Dans le cas où l’acte est destiné à être délivré à l’étranger, la situation est plus complexe puisqu’il faut d’abord prendre en compte les règles particulières résultant des traités internationaux et plus spécialement les dispositions spéciales résultant des Règlements communautaires que l’article 683 du NCPC prend soin de réserver. Le nouveau texte garde ensuite la signification par le canal du Parquet (article 684 NCPC), et comme par le passé, l’obligation faite à l’huissier d’adresser au destinataire une lettre recommandée contenant une copie de l’acte (article 686 NCPC).
Le législateur moderne apporte néanmoins quelques précisions importantes :
Il est en effet rappelé que si l’acte est destiné à un Etat, à un agent diplomatique, ou à une personne bénéficiant de l’immunité de juridiction, l’acte est certes remis au Parquet, mais pour une transmission par la voie diplomatique.
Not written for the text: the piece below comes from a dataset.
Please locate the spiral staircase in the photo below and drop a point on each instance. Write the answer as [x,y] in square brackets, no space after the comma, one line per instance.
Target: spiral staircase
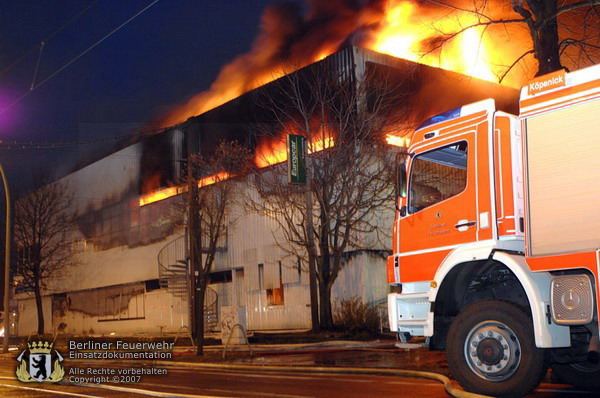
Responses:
[174,275]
En outre, le même article 683 prend soin de fixer le Parquet auquel il faut s’adresser en offrant une assez large option territoriale. Le Parquet a l’obligation d’informer l’huissier des diligences effectuées (article 687 NCPC).
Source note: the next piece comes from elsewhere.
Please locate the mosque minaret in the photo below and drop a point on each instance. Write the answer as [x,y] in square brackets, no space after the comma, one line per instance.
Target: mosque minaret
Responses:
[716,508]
Quant à la date à prendre en considération, le nouvel article 647-1 du NCPC prévoit que la signification est réputée avoir pour date, celle de l’expédition s’il s’agit d’une notification ; celle de la réception par le Parquet en cas de signification, tout au moins « à l’égard de celui qui y procède ».
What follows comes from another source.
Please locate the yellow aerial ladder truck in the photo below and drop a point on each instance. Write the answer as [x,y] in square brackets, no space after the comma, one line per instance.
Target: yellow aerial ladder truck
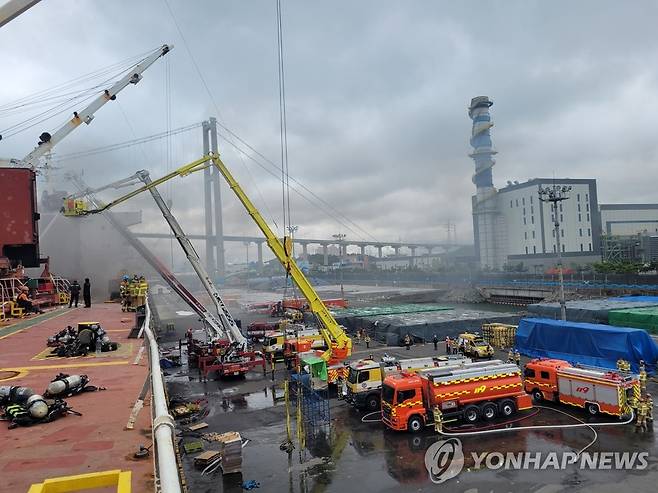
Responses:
[339,344]
[228,353]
C.La communication des actes par voie électroniqueL’informatique fait son entrée dans le nouveau Code : l’article 73 du décret de 2005 y ajoute un titre XXI comportant les nouveaux articles 748-1 à 748-6. Dès aujourd’hui, le répertoire général, le dossier et le registre tenus par les juridictions peuvent l’être sur support électronique (article 729-1 NCPC). En revanche, les dispositions sur la communication des actes du procès par voie électronique n’entreront en vigueur que le 1er janvier 2009.
Par ailleurs, le nouvel article 748-1 du NCPC pose en principe que « les envois, remises et notifications des actes de procédure, des pièces, avis, avertissements ou convocations, des rapports, des procès-verbaux ainsi que des copies et expéditions revêtues de la formule exécutoire des décisions juridictionnelles peuvent être effectuées par voie électronique (…)». Le principe est ainsi posé. Viennent ensuite les conditions et les réserves : Le destinataire des envois doit consentir expressément à l’utilisation de la voie électronique (article 748-2 NCP), et les envois doivent faire l’objet d’un avis électronique de réception indiquant la date et l’heure de celle-ci (article 748-3 NCPC). En tout état de cause, le juge peut toujours exiger la production du support papier (article 748-4 NCPC). De son côté, la partie intéressée peut, elle aussi, exiger cette même production, tout au moins lorsqu’il s’agit d’une décision juridictionnelle revêtue de la formule exécutoire (article 748-5 NCPC). Enfin, l’article 748-6 précise que: « les procédés techniques utilisés doivent garantir, dans des conditions fixées par arrêté du garde des Sceaux, ministre de la Justice, la fiabilité de l’identification des parties à la communication électronique, l’intégrité des documents adressés, la sécurité et la confidentialité es échanges, la conservation des transmissions opérées et permettre d’établir de manière certaine la date d’envoi et celle de la réception par le destinataire ».